Belonging at Home
Visiting the U.S. for the third time in the past month has brought on a sudden realization.
I have just noticed while walking among Americans that I, as a Black Caribbean man, am largely invisible. I don't mean that people cannot see me, I only mean that they choose not to.
When I am home in Jamaica, or anyplace in the Caribbean, there is a constant and persistent eye-contact between myself and strangers that takes place at the shopping plazas, at parties, at stoplights and while running on the road. It is most often comforting, although at times disconcering.
It could all be a function of the small size of our Caribbean countries where, it seems, each person counts. When we meet someone for the first time, the unspoken assumption is that we will meet them again.
In the U.S., I find the opposite to be true. Behind a first-time meeting is the built-in assumption that you will never see them again. Relationships just seem so less permanent - more like loose threads than part of a web of finely-woven fabric.
Another explanation for the "no-look" might be just stereotyping. After all, according to American news reports, I should probably be in their penal system someplace, along with a lot of other Black men my age. Yet, there I am walking through Macy's. From my observation, it does seem as if eye-contact varies by race. In the U.S., I notice that Whites and Asians seldom recognize my presence, while Blacks often do. Latinos fall somewhere in the middle.

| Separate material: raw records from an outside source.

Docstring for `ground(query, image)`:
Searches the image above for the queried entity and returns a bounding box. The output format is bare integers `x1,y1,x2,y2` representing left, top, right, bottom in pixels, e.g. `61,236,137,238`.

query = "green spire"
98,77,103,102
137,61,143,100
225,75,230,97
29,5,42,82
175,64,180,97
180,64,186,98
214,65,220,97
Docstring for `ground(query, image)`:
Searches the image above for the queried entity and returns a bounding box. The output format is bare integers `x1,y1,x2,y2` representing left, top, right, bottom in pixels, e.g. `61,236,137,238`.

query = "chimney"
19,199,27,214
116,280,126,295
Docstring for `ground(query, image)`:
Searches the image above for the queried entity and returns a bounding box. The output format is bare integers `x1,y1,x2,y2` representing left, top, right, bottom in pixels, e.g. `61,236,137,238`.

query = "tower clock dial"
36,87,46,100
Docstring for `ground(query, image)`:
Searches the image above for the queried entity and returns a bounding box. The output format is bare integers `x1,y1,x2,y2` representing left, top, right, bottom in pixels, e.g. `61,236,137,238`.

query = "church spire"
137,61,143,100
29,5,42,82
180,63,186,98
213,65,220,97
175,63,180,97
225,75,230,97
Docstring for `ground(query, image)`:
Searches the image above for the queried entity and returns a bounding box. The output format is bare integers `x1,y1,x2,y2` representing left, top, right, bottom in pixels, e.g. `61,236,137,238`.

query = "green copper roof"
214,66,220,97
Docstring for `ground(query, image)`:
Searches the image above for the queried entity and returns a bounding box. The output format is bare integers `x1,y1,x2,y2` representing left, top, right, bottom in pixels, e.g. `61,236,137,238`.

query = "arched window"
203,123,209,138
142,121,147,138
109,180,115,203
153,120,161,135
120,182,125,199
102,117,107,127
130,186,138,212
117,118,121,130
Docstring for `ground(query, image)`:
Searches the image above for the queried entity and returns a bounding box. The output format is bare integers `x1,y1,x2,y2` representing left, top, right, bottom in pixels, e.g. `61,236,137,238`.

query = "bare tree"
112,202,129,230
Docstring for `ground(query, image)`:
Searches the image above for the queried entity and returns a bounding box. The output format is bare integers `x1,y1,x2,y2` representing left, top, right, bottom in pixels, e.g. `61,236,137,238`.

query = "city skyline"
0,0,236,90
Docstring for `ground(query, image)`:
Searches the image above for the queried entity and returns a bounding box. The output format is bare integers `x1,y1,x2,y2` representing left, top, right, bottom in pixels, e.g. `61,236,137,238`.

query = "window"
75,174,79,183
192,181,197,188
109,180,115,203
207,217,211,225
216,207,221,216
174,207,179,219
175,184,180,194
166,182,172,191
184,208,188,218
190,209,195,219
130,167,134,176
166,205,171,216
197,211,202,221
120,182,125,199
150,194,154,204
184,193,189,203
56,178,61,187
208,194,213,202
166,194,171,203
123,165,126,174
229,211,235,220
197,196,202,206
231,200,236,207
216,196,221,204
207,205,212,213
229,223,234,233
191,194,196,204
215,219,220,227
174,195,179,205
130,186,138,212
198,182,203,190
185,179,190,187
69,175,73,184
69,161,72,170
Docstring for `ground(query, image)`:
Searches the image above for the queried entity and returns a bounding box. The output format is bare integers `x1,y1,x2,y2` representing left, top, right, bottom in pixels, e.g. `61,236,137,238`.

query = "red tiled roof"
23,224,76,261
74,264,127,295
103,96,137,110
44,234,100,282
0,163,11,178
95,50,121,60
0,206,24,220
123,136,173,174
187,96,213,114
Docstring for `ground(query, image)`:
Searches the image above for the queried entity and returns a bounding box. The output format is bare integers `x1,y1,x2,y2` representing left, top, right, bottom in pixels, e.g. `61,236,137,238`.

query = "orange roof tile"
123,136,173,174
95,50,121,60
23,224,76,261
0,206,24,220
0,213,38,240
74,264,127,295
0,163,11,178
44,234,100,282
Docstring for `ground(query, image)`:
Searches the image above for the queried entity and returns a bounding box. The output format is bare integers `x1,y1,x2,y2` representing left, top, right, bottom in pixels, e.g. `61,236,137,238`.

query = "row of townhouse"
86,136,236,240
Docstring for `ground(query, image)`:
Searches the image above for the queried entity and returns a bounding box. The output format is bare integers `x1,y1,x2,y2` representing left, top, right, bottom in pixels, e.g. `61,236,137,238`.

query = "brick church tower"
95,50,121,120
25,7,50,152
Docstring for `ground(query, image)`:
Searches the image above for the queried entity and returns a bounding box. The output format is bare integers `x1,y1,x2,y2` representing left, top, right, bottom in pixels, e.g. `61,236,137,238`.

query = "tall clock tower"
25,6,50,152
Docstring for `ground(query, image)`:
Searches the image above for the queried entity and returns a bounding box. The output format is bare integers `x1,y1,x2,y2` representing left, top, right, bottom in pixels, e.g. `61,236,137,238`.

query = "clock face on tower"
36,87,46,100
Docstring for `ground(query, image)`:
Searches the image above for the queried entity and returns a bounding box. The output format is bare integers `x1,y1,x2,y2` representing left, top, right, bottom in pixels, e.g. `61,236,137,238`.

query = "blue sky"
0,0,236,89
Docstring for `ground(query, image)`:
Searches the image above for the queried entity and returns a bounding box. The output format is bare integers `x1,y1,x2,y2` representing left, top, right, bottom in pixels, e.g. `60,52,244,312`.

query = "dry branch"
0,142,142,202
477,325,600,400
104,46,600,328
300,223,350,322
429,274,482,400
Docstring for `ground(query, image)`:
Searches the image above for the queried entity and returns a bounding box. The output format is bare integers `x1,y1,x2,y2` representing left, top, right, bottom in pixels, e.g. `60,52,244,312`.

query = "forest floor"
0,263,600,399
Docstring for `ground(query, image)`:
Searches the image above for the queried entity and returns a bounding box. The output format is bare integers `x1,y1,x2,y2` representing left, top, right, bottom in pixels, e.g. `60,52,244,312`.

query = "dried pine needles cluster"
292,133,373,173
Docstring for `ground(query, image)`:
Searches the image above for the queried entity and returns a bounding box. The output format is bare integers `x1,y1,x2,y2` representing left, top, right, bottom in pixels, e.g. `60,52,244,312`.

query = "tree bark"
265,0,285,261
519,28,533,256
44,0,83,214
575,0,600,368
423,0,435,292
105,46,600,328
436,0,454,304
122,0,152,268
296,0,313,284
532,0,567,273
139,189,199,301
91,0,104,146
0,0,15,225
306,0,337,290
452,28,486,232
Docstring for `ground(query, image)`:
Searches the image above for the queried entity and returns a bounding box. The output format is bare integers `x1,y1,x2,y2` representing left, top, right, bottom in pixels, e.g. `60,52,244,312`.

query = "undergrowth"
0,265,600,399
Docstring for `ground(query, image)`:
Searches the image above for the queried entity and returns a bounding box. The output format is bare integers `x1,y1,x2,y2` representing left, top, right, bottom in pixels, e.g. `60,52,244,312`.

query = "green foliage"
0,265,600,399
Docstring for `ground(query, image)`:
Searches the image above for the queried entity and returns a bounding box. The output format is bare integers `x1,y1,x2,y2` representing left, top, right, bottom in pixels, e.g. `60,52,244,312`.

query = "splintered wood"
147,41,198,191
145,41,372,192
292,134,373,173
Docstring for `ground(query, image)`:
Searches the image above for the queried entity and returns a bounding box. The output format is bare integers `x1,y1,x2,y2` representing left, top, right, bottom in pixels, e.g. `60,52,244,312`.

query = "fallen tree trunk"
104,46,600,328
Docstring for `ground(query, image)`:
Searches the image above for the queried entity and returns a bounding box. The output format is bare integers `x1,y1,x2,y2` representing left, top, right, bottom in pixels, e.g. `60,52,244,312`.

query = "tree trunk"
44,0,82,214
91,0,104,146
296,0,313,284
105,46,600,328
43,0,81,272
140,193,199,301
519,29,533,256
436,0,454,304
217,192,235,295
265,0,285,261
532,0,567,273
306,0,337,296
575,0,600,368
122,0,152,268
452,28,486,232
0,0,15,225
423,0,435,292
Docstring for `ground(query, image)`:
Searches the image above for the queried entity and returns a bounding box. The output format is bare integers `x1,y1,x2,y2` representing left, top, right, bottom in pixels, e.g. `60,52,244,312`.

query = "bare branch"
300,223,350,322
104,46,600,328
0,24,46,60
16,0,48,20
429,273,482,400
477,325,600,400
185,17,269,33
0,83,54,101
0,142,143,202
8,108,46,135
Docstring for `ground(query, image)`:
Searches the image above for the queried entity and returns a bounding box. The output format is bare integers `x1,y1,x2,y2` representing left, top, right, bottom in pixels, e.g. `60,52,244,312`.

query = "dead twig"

In the 20+ years in which i lived in the U.S. I came to accept this way of relating to people as if it were quite normal, and can see it for what it is only now that I have moved away.
And, no, I don't miss this part of America one bit.
Here at home, I like running on the road and saying "Yes, yes" to Zatto, the rasta who tends to the grounds of the nearby golf club. I love being honked at by people I barely know. I enjoy feeling that I belong to something even when the guy selling newspapers, and the one hawking hub-caps, and the nearby gardener all ask me for school-fee money for their kids.
These interactions all remind me that I now belong to this Jamaican fabric, and part of why I Moved Back to Jamaica was to escape the nagging feeling of being just another loose thread blowing in the wind.